Gold hit a record amid Tariff confusion and FED rate cut hopes.

By Dr. Renisha Chainani, Head- Research, Augmont – Gold for all

Gold hit a record $3,534 (~ ₹102,250) last week, driven by U.S. tariff confusion on Swiss gold bars, widening the London–New York spread to $100 before narrowing to $60. Despite uncertainty easing, market fragmentation risks remain. Fed rate-cut expectations and geopolitical developments may continue supporting prices.

Last week, gold surged about 3% and reached a record high of $3534 (~Rs 102,250), helped by news of tariffs on one-kilogram gold bars from Switzerland. The worldwide bullion market was significantly impacted by the decision to impose taxes on gold, which resulted in halted shipments.

Gold bars were previously thought to be exempt from President Donald Trump’s “reciprocal tariffs,” which include a 39% tariff on items imported from Switzerland, a significant gold exporter. The misunderstanding started when a Swiss gold refiner asked about the levies and was given a letter by U.S. officials explaining the situation. These tariffs will apply to both 100-ounce and one-kilogram gold bars, customs officials said. However, the Trump administration then announced that it intends to exempt gold bars from tariffs, even if a recent U.S. Customs and Border Protection judgment caused confusion. In an upcoming presidential order, the exemption status for gold imports will be clarified, addressing misunderstandings over specialist items and gold tariffs.

Since the price difference between London spot pricing and New York futures has exploded to almost $100 per ounce, compared to average spreads of about 30 cents on a $3,400 price, the ramifications go well beyond Switzerland. Now that the uncertainty has been resolved, the spread has shrunk to $60. After the tariff announcement, U.S. gold futures hit an all-time high of $3534, but spot prices stayed mostly restrained. The usually cohesive global gold market could become fragmented due to the classification ambiguity, which might force market participants to source non-Swiss bars at significant premiums while Swiss bars trade at discounts.

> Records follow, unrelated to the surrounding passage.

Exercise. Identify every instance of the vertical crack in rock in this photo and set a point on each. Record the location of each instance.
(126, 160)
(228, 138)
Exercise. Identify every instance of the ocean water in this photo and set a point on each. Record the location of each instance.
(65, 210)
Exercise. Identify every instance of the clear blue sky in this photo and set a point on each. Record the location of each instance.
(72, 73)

The Fed’s ongoing trade concerns and rising expectations of interest rate cuts later this year, however, may limit overall losses. Fed Governor Michelle Bowman said on Saturday that the latest weak jobs report confirms her concerns about the fragility of the labour market and supports her belief that three rate cuts are likely to be appropriate this year. Markets are increasingly betting on a Fed rate cut in September amid signs of a weakening labour market, with a potential follow-up move in December also priced in.

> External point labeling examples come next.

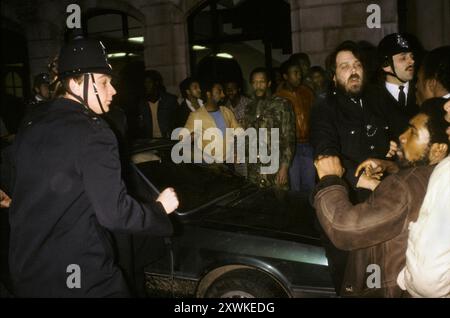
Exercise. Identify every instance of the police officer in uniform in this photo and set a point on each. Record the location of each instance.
(397, 90)
(68, 192)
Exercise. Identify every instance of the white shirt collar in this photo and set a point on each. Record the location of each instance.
(189, 104)
(394, 89)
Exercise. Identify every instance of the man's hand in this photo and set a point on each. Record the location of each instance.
(367, 182)
(282, 175)
(393, 147)
(5, 200)
(169, 200)
(375, 168)
(329, 165)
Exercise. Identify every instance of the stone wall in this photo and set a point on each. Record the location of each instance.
(319, 26)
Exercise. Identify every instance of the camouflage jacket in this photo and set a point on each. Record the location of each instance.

To prevent additional US sanctions on Moscow, US President Donald Trump said last Friday that he would meet with Russian President Vladimir Putin in Alaska on August 15 to discuss a settlement to the conflict in Ukraine. Investors were awaiting word on whether the US-China tariff truce’s August 12 deadline would be extended. For additional hints on the Fed’s policy stance, investors will be eagerly watching the publication of important US economic data later this week, such as retail sales, the PPI, and the CPI.

Economic Calendar for this week

Gold may continue its profit-booking up $3400(~Rs 100,400) and $3340(~Rs 98500) this week, as the positive trigger seems to be already discounted in the prices.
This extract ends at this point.